Era il quinto fallo del serbo che, a seguito di quel terribile gesto, rimase paralizzato per il resto della sua vita: l’impatto gli causò infatti la frattura della terza vertebra cervicale e una lesione del midollo spinale.
Le conseguenze
Quel terribile incidente portò, come un tragico domino, tutta una serie di conseguenze immediate.
Intanto, ovviamente, la vita cambiò immediatamente, fin da quando, a terra e con il volto insanguinato, Jankovic confessò disperato al suo dottore di non sentire le mani, di non poterle muovere.
Rimase per settimane in un letto di ospedale e la diagnosi arrivò praticamente subito: tetraplegia.
Meno immediata fu la decisione della ex moglie di abbandonarlo e la solitudine lo lancinò ancor più del dolore fisico.
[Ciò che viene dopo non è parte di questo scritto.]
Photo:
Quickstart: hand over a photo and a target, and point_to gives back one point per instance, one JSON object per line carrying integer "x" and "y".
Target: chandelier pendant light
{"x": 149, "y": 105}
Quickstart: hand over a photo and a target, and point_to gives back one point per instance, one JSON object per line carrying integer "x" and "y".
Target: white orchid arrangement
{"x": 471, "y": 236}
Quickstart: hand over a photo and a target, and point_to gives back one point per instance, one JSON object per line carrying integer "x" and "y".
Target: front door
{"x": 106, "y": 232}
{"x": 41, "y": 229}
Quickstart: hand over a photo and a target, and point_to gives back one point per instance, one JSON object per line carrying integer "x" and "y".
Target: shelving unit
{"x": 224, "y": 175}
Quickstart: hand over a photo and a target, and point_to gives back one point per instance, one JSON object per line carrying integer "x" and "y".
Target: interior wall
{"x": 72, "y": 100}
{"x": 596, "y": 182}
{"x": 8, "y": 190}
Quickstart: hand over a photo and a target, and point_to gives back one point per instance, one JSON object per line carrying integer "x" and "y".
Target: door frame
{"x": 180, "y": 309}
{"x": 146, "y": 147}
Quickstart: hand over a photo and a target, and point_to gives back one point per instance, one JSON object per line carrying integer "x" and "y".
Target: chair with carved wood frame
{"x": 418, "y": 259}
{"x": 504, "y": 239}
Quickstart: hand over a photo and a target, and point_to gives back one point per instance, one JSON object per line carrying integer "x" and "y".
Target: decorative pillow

Un figlio per tenersi in vita
All’epoca Vladimir, l’unico figlio dell’ormai ex coppia, aveva poco più di tre anni ed era letteralmente l’unica cosa che rimase a Slobodan.
Si aggrappò a lui, gli trasmise la passione per il basket e, ancora oggi, “Vlado” gioca ai massimi livelli del campionato greco, nel AEK di Atene, dopo aver girato tutta una serie di squadre, tra le quali lo stesso Panionios, il Panathinaikos ed il Valencia.
La vita di papà Slobo, dal momento dell’incidente, fino al giorno della sua morte, è proseguita sempre e soltanto in compagnia della pallacanestro, tanto che riuscì perfino a diventare un allenatore, prima di una squadra di atleti normodotati, nella quale allenò per un breve tempo anche il figlio e poi di una di basket in carrozzina.
L’infarto che interruppe il dolore
Diceva sempre che il rapporto con le persone che hanno la fortuna di camminare, non è mai facile, non sanno cosa significa non poter fumare una sigaretta da soli, non poter andare a letto se non grazie ad una imbracatura che lo trasferisce dalla sua carrozzina fin sopra il materasso.
Slobodan Jankovic esalò il suo ultimo affannoso respiro durante una gita in barca a Rodi, quando, ormai consumato dal sovrappeso e dall’ormai insopportabile dolore che non gli dava tregua, fu colto da un infarto che lo portò via il 28 giugno del 2006.
Negli ultimi anni della sua vita, Slobodan fu supportato da tutta una serie di amici giocatori che più di una volta organizzarono partite di esibizione per aiutarlo nel pagamento delle folli spese mediche.
Al funerale parteciparono campioni del passato come Rebrača, Paspalj e Fasoulis, altri tre amici che lo aiutarono tantissimo durante la sua sfortunata vita da tetraplegico.
Ancora oggi, durante tutte le partite casalinghe del Panionios, i tifosi gli dedicano un coro, un tributo, uno striscione.